Just ignore them when they are throwing a tantrum. One of my co workers goes passive aggressive and won’t talk to anyone for days. I return the favor and don’t try to engage it. Ultimately childish. I ignore them and do my own thing, after a few shifts they get normal again.

beachynurse, ASN, BSN

Specializes in School Nursing. Has 37 years experience. 299 Posts

I simply don't understand this kind of behavior in what are supposed to be professionals. We should all be striving for the same goals, the well being of our patients. In doing that it takes nurses that are willing to work as a team, willing to work together and help each other when help is needed. This is such a childish display of unprofessionalism, and can only potentially end up in harm to patients. How disappointing....

BeatsPerMinute

BeatsPerMinute, BSN, RN

Specializes in Critical Care. Has 8 years experience. 326 Posts

Maybe she was written up; maybe she wasnt. IDK enough to recognize the difference. Im guessing that would not be shared with me though. 

Whether or not anyone was written up doesnt matter to me as much. As long as things were addressed in a way that allows me to just do my work without non sense like this, Im good. 

IDK if “tested” is the right word but with that idea neither of the two nurses have “tested” me since I made my complaints. So something probably happened. Nurse #2 esp has really toned things down… 
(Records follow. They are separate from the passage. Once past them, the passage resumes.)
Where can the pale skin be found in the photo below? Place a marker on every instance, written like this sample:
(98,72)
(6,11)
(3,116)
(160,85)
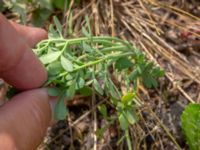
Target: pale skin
(24,119)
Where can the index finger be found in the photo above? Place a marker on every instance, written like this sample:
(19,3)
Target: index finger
(18,65)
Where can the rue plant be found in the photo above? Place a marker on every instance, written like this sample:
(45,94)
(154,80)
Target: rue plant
(86,64)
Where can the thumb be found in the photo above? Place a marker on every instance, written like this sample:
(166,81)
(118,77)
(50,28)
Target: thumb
(24,120)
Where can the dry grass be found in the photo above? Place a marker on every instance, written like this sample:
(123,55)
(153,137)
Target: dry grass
(168,32)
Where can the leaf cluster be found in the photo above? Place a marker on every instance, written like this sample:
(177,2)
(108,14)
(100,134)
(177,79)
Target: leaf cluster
(190,123)
(80,64)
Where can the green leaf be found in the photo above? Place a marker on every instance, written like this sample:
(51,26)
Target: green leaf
(190,123)
(87,47)
(45,4)
(128,97)
(66,64)
(149,82)
(60,111)
(53,34)
(53,91)
(131,116)
(112,89)
(71,90)
(48,58)
(123,63)
(40,16)
(86,91)
(60,4)
(103,110)
(58,25)
(54,68)
(80,83)
(123,122)
(97,87)
(85,32)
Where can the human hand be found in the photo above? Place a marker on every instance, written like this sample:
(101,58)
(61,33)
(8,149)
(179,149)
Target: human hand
(24,119)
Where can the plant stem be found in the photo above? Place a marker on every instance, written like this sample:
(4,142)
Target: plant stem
(128,140)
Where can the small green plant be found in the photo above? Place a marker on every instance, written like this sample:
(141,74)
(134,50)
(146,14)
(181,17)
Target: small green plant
(82,64)
(190,122)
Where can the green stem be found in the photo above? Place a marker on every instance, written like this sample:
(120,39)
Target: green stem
(98,61)
(128,140)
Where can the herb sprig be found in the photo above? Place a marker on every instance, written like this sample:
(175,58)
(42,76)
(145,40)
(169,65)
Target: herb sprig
(82,64)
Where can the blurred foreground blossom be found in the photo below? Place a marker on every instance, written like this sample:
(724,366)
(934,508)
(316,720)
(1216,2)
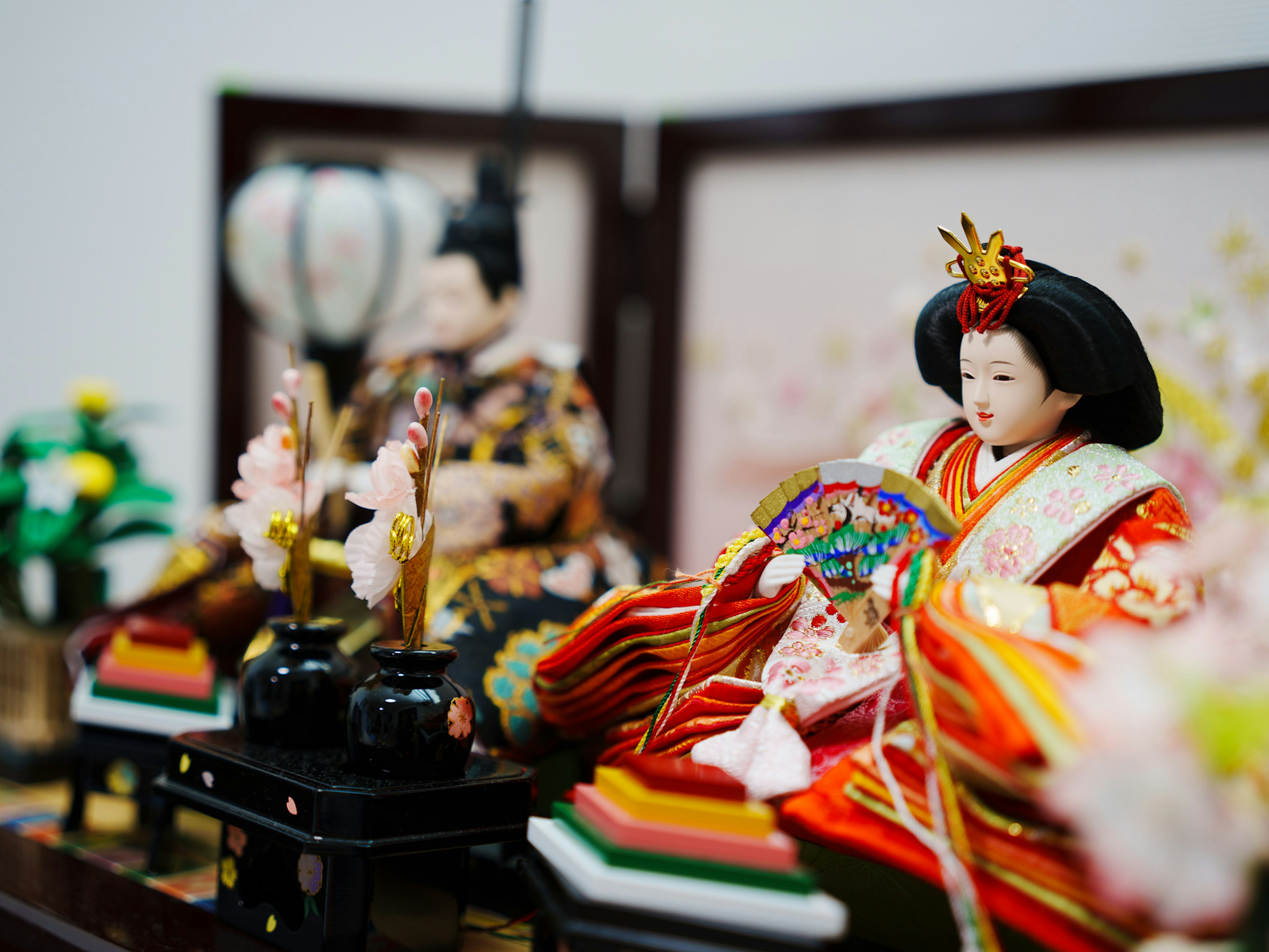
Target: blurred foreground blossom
(1171,794)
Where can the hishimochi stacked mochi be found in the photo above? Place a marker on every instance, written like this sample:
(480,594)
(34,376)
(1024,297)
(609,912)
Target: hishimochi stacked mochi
(679,840)
(158,662)
(683,818)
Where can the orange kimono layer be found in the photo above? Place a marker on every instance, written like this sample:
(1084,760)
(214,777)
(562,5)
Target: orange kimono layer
(1027,876)
(617,662)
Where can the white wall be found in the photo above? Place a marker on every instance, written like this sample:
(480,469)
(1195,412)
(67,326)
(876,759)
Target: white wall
(107,130)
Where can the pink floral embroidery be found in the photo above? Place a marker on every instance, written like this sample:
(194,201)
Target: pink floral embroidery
(788,674)
(1007,552)
(460,718)
(802,649)
(310,874)
(1063,505)
(1116,476)
(235,840)
(815,628)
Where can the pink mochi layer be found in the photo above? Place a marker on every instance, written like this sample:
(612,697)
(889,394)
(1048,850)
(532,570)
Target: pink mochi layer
(158,682)
(775,852)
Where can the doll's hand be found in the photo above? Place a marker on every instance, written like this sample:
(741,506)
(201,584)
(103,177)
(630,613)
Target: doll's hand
(884,581)
(778,573)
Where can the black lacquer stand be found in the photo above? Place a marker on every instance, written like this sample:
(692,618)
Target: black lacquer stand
(96,750)
(305,837)
(566,920)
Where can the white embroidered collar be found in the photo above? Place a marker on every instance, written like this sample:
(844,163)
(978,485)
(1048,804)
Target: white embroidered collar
(986,467)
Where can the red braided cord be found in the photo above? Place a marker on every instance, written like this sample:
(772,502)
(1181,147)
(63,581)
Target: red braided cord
(999,300)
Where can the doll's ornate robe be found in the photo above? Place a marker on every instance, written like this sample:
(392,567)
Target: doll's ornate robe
(1075,522)
(522,542)
(1066,514)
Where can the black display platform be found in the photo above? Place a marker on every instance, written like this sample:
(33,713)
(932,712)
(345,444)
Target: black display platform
(566,920)
(306,840)
(137,757)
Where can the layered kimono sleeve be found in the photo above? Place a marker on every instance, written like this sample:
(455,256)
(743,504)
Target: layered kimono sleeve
(1129,571)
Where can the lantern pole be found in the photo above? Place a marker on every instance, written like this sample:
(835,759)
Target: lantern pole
(518,126)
I hate these situations.. Either way im gonna have to watch my back ?

On 1/10/2022 at 6:47 AM, beachynurse said:

I simply don't understand this kind of behavior in what are supposed to be professionals. We should all be striving for the same goals, the well being of our patients. In doing that it takes nurses that are willing to work as a team, willing to work together and help each other when help is needed. This is such a childish display of unprofessionalism, and can only potentially end up in harm to patients. How disappointing....

I hear ya 

BeatsPerMinute

BeatsPerMinute, BSN, RN

Specializes in Critical Care. Has 8 years experience. 326 Posts

Also, my response is being compiled so the rest is just a general response to this thread:  

When I say I feel like I need to watch my back: I understand that its just a feeling… but ignoring, pretending their poor behavior doesnt exist, “burring your head in the sand” hasn't been helpful in the past. Been there done that. I've been burned a few times when I ignored the people and pretended the behaviors didn’t exist - so I push back on that a bit. Sometimes you do need to stand up for yourself, speak up, even when youre new. 

Im no new grad and am also far from being a seasoned nurse. Still figuring out some if the nuances.